The first tour took place at Easter 1969 (a poster which I gave to the Club several years ago relates to this first tour). Only eight first team members were among the squad, and we set off by coach around 9.00am By 9.30am we were well into a liquid breakfast, the result being a highly inebriated team presented themselves for the kick of at Llandovery at 2.00pm. The highlight of the game was Bill Carey relieving his over burdened bladder during the course of play. His condition did not prevent him from making two of the most aggressive defensive tackles I have ever seen in my life.

Little did we know that this chap peeing all over a corner flag was to become a future Club Captain. Needless to say we were defeated by a margin that I wish to forget.

We travelled to Swansea uplands, having sobered up, and put in some very stiff beach training sessions. We held Swansea to a tolerable margin.

From Swansea we travelled to meet Carmarthen Athletic who were just a little to athletic for us!

The week following our return from the never-to-be forgotten tour, on 3rd May, we played the first ever Templar Trophy final against Ledbury at Malvern with the team at full strength. We defeated Ledbury by 12 points to 6 and that night a good time was had by all at the Winter Garden. I was very proud to have been a member of the team who won the first ever Templar Trophy as this competition was the forerunner of League Table Rugby in this area.

Like most people, seemingly small incidents remain very vividly in the memory, such as standing in the freezing cold before the kick off at Rubery Owen, Darlaston, for two minutes for the passing of Winston Churchill, and travelling to play Ledbury with six of us piled into the back of Tony Simpkins’ Morris 1000 pick up, only to arrive and find that none of us had remembered to bring the team shirts. And of course there are lasting memories of people; people like Keith Robinson and Ian Maple. There were never two more devotees to the edge of the pitch than these two.

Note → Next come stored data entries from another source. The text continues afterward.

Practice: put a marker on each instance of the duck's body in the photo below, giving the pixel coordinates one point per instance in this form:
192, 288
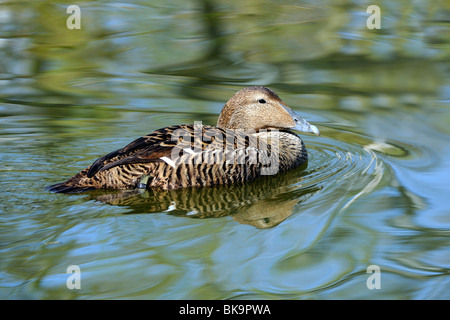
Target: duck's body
252, 139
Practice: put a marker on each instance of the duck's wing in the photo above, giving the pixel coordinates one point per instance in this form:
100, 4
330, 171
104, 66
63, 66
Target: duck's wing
159, 145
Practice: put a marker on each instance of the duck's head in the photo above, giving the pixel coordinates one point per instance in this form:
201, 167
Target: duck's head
261, 108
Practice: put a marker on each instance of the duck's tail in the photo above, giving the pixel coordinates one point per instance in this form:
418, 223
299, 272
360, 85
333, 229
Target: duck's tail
78, 183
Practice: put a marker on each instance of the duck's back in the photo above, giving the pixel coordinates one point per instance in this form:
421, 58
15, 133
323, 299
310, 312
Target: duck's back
182, 156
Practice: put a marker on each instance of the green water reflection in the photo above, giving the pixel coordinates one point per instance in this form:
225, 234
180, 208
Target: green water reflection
375, 190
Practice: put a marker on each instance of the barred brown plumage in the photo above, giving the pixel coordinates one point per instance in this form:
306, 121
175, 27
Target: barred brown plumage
251, 139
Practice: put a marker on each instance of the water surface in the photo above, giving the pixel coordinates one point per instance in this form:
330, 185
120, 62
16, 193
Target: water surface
375, 191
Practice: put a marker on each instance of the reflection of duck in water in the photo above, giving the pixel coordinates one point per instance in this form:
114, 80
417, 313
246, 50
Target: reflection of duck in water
263, 203
252, 139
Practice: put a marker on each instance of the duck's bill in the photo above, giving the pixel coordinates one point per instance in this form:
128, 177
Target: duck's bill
305, 126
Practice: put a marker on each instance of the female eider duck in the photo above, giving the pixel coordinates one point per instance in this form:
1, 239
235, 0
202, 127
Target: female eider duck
253, 138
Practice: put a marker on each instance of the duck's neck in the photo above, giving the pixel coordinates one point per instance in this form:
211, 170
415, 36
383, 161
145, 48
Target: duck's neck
290, 148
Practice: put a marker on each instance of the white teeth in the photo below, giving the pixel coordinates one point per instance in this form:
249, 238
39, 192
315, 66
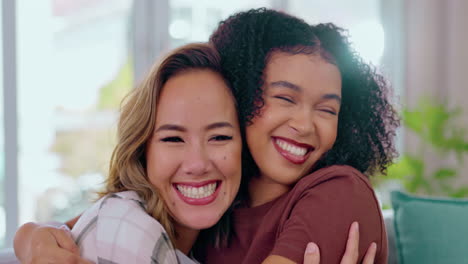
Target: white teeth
197, 192
295, 150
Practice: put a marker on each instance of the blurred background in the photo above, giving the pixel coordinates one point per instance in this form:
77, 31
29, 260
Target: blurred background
66, 64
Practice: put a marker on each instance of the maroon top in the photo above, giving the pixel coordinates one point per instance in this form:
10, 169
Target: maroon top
320, 208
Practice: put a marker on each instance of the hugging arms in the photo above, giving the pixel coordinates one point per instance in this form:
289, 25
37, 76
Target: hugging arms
299, 94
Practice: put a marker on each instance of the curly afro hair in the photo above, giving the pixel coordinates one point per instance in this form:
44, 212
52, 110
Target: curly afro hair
367, 121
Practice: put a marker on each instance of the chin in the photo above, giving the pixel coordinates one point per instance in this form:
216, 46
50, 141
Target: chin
200, 221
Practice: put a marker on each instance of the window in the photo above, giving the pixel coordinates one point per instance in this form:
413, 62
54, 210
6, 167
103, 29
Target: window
191, 22
74, 67
2, 153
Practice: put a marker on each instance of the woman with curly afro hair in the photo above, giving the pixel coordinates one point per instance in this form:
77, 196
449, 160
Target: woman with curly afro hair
318, 122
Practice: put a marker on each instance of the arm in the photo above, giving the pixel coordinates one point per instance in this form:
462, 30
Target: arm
312, 253
37, 243
40, 243
322, 213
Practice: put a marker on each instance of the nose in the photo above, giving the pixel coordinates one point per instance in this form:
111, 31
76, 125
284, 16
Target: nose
196, 161
302, 122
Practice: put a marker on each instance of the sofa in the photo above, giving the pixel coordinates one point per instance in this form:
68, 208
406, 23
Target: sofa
419, 230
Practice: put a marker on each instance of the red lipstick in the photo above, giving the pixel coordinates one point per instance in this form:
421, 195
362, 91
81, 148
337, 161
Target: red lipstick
289, 156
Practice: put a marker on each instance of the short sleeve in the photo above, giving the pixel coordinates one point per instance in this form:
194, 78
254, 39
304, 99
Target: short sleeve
323, 214
127, 234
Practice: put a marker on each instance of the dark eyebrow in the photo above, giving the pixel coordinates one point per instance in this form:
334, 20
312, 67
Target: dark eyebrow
333, 97
286, 84
171, 127
219, 125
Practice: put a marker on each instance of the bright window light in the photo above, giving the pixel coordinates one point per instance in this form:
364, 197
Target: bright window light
368, 39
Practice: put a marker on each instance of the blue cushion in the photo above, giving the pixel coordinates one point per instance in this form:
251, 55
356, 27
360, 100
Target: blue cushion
430, 230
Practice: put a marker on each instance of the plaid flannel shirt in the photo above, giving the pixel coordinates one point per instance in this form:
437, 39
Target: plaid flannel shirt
117, 229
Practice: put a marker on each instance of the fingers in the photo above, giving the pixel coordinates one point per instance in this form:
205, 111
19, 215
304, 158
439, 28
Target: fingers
65, 240
59, 256
352, 245
53, 245
312, 254
370, 254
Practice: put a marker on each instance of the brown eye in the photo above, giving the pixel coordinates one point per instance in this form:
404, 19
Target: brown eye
329, 111
284, 98
221, 138
172, 139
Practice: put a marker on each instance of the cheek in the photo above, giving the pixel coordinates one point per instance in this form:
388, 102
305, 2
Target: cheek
330, 134
228, 161
160, 166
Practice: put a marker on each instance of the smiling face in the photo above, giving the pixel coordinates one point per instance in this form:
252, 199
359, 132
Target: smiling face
194, 155
299, 120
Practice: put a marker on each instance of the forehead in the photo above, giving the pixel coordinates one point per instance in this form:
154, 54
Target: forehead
303, 70
196, 94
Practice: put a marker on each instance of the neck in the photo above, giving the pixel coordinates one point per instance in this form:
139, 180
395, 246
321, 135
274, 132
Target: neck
263, 190
185, 238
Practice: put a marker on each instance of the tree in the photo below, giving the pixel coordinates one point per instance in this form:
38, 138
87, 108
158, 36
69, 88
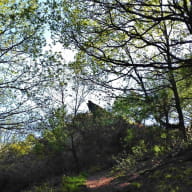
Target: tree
22, 64
124, 41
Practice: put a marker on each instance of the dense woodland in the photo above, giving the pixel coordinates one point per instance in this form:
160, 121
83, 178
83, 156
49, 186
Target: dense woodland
88, 86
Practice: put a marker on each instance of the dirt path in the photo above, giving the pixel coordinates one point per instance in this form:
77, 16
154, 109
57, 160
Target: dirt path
104, 182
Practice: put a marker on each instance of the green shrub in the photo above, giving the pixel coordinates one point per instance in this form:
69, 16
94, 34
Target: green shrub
73, 184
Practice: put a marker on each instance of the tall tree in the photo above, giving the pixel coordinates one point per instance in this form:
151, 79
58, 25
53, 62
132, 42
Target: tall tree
21, 42
123, 41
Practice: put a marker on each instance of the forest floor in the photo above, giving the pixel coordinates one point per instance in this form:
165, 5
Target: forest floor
171, 175
105, 182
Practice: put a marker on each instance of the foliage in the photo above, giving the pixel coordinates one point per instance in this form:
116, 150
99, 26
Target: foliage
73, 184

Keith could be seen in fair weather or foul wearing his Harold Wilson mack, wellies squelching and pipe going full bore, exhortng the team on whilst Ian frantically scribbled notes on the teams performance.

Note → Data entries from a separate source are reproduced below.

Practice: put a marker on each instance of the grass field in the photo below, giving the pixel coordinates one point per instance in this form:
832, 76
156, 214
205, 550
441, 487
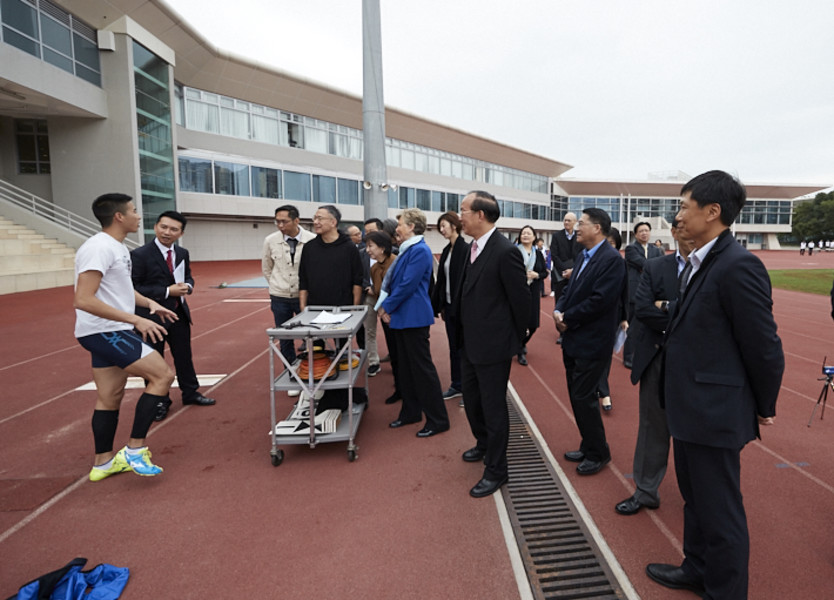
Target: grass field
814, 281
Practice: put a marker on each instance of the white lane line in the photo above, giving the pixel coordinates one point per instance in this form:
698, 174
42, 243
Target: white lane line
77, 484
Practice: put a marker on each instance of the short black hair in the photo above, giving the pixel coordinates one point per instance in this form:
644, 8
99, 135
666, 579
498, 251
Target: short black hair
334, 212
615, 236
292, 212
375, 221
531, 228
599, 217
717, 187
381, 239
106, 206
486, 202
176, 216
452, 218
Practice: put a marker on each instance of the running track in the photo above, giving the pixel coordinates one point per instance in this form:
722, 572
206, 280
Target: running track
222, 522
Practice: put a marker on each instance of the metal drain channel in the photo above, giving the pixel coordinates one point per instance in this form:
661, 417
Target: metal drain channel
560, 556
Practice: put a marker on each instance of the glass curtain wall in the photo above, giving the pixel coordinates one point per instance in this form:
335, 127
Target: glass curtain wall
153, 122
53, 35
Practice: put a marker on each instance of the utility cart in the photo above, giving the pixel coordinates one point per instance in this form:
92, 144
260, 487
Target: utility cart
335, 325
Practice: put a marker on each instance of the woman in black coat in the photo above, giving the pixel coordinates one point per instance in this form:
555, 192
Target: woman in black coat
449, 277
536, 271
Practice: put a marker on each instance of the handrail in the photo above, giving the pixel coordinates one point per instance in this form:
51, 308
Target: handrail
50, 211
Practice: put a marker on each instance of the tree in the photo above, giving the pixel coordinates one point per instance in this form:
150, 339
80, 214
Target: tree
814, 219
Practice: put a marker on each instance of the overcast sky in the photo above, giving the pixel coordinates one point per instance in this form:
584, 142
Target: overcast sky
617, 89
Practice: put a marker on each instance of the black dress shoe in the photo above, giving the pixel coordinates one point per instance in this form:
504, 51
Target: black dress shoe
162, 408
631, 506
430, 431
487, 487
589, 467
199, 400
474, 455
400, 423
674, 577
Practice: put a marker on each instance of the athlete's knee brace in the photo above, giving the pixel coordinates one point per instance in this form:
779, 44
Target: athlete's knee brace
145, 411
104, 429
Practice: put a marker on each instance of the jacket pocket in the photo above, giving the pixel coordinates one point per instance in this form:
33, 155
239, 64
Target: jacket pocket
719, 379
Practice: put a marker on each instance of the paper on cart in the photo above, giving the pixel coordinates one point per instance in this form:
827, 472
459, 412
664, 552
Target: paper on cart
326, 422
327, 318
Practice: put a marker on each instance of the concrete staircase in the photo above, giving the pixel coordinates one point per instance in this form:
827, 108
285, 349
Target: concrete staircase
31, 261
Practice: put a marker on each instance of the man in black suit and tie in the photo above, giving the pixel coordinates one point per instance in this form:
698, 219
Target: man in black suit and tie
587, 317
494, 306
637, 253
654, 301
162, 272
563, 251
723, 370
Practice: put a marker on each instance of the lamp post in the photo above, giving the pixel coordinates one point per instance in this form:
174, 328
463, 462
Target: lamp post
373, 114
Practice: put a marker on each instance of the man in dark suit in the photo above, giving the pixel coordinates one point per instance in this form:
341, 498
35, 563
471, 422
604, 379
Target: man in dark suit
723, 370
587, 316
162, 271
563, 251
654, 300
637, 253
494, 303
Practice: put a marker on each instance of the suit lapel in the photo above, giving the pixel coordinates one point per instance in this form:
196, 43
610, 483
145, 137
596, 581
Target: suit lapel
474, 270
697, 280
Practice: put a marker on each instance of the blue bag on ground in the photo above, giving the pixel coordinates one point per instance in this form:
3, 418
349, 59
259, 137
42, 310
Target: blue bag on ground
104, 582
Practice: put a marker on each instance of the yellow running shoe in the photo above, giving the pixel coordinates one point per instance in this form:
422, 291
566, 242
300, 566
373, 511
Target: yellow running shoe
119, 465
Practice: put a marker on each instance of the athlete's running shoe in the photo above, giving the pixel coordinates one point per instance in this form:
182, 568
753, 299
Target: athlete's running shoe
140, 463
118, 465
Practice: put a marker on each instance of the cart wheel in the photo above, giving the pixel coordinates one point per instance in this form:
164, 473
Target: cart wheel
277, 458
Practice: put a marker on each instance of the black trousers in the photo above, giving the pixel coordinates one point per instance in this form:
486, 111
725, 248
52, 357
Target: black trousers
716, 544
418, 380
485, 402
583, 375
391, 342
179, 340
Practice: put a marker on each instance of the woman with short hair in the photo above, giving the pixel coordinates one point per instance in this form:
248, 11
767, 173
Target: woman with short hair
404, 304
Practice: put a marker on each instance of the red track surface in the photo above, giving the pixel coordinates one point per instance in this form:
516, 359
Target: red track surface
222, 522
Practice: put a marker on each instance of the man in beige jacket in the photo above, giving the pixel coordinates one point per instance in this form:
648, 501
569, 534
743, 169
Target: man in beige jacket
281, 257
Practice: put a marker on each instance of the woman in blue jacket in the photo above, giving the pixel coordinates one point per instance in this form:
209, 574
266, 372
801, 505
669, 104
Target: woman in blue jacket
405, 305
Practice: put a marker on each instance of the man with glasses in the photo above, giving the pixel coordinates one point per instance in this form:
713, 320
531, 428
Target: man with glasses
330, 273
587, 316
279, 263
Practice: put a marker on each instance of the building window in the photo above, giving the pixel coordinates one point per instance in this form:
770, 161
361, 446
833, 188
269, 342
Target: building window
324, 189
195, 175
266, 183
231, 178
297, 186
348, 191
53, 35
32, 146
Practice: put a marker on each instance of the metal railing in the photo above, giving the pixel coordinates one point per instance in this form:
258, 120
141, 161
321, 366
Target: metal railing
55, 214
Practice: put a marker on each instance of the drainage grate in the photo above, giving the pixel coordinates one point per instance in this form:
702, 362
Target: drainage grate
559, 553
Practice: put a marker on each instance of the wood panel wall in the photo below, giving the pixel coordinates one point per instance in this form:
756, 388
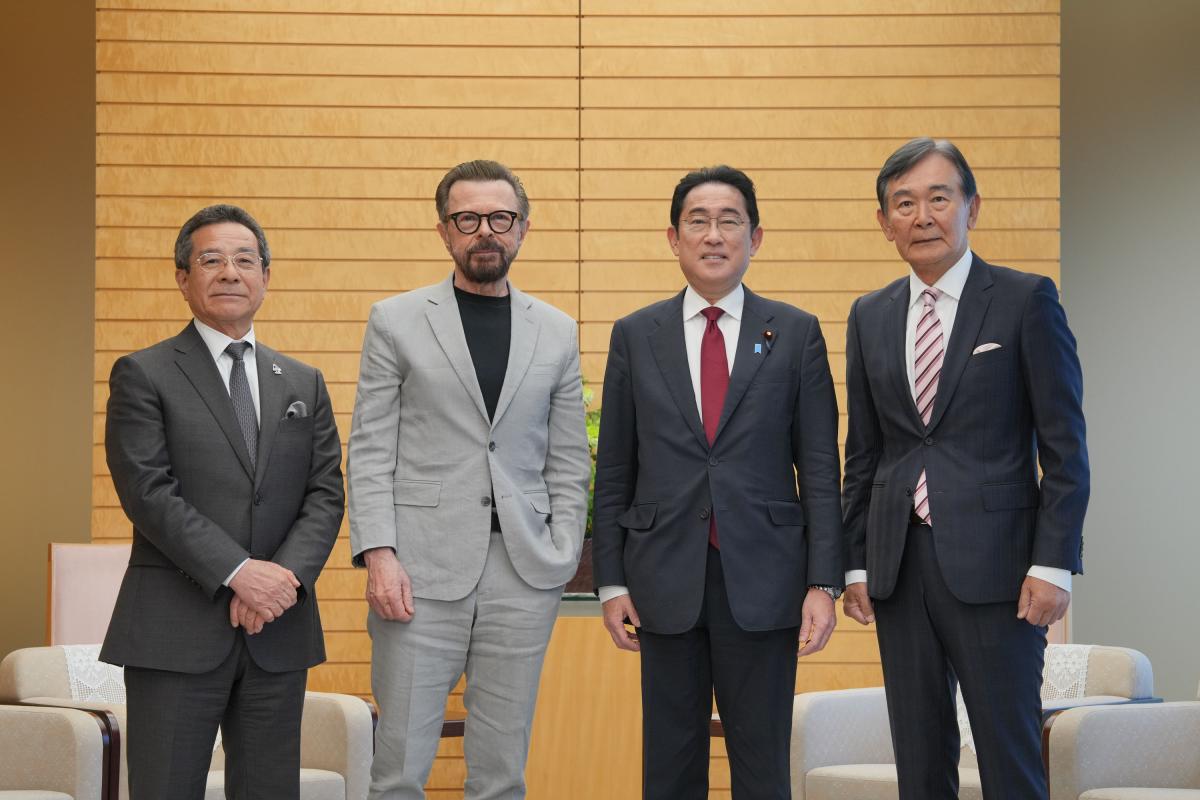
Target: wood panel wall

John Clark was the first to gain County honours for the Club, as a Colt, followed by Bill Lyons. During my years with the Club I was privileged to lay alongsidemany good players, four of whom come to mind, The Rev. Ron Lloyd, Chick Peck, Mick White and Roger Wilesmith.

It was during the 1969/70 season that we moved from the racecourse ground to the present pitch at Wyre Piddle, and at a later date the ground was purchased from Mr. Cole, thus setting the scene for the eventual building of the Clubhouse.

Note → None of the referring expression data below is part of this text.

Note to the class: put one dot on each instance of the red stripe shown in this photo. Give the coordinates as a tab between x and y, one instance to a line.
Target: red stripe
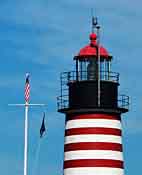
95	130
93	163
93	146
94	116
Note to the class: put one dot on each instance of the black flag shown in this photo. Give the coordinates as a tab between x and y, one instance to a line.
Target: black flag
42	129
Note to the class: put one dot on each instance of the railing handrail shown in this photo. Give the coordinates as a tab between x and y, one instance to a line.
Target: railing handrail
83	75
122	102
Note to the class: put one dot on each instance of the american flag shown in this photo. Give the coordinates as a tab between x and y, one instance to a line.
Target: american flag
27	89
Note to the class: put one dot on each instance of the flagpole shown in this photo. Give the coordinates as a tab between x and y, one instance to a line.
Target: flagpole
26	140
26	105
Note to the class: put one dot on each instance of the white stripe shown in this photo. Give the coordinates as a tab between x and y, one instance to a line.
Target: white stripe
93	138
81	123
93	171
93	154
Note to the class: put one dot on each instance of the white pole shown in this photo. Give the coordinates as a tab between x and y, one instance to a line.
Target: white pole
26	140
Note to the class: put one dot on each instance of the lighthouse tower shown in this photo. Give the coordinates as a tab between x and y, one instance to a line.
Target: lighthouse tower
93	108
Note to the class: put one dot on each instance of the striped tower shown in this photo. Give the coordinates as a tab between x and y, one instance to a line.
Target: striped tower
90	100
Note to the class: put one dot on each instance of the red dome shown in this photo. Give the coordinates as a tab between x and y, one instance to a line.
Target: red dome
91	49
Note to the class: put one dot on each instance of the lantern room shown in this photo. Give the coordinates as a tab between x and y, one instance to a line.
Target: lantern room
87	61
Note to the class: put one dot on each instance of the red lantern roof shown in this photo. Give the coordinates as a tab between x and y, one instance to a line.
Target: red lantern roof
91	49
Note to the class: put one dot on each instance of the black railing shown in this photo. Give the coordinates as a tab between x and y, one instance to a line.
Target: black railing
63	102
84	75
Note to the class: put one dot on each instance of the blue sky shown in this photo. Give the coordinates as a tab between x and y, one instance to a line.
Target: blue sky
41	37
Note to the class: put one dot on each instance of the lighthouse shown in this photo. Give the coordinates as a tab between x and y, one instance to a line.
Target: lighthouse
92	106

Since the introdution of league rugby Pershore have maintained thier status as a level 7/8 club. Experiencing the joys of promotion and the despair of relegation on more than one occasion.

There highest ever league finish was in 2004/05 season when they finsihed 2nd in (what was then) Midlands 3 West South (Level 7). Losing out on the league title to Barkers Butts RFC. Pershore travelled to Newport (Salop) to play off for promotion but were beaten on the day by a better side. During this season they also became the first English club to host a touring team from India. The Indian national side toured the UK, using Piddle Park as a training base and played at a Pershore Presidents XV. Pershores first team squad were complimented by a number of players from neighborouing clubs including Mark Eastwood (Malvern RFC), Nick Godfrey (Droitwich RFC), Neil Mitchell (Moseley RFC) & both Virgil Hartland & John Taylor (Stourbridge RFC). Pershore won 76-6 and India went on to lose against Coventry RFC & Leicester Tigers in the following week.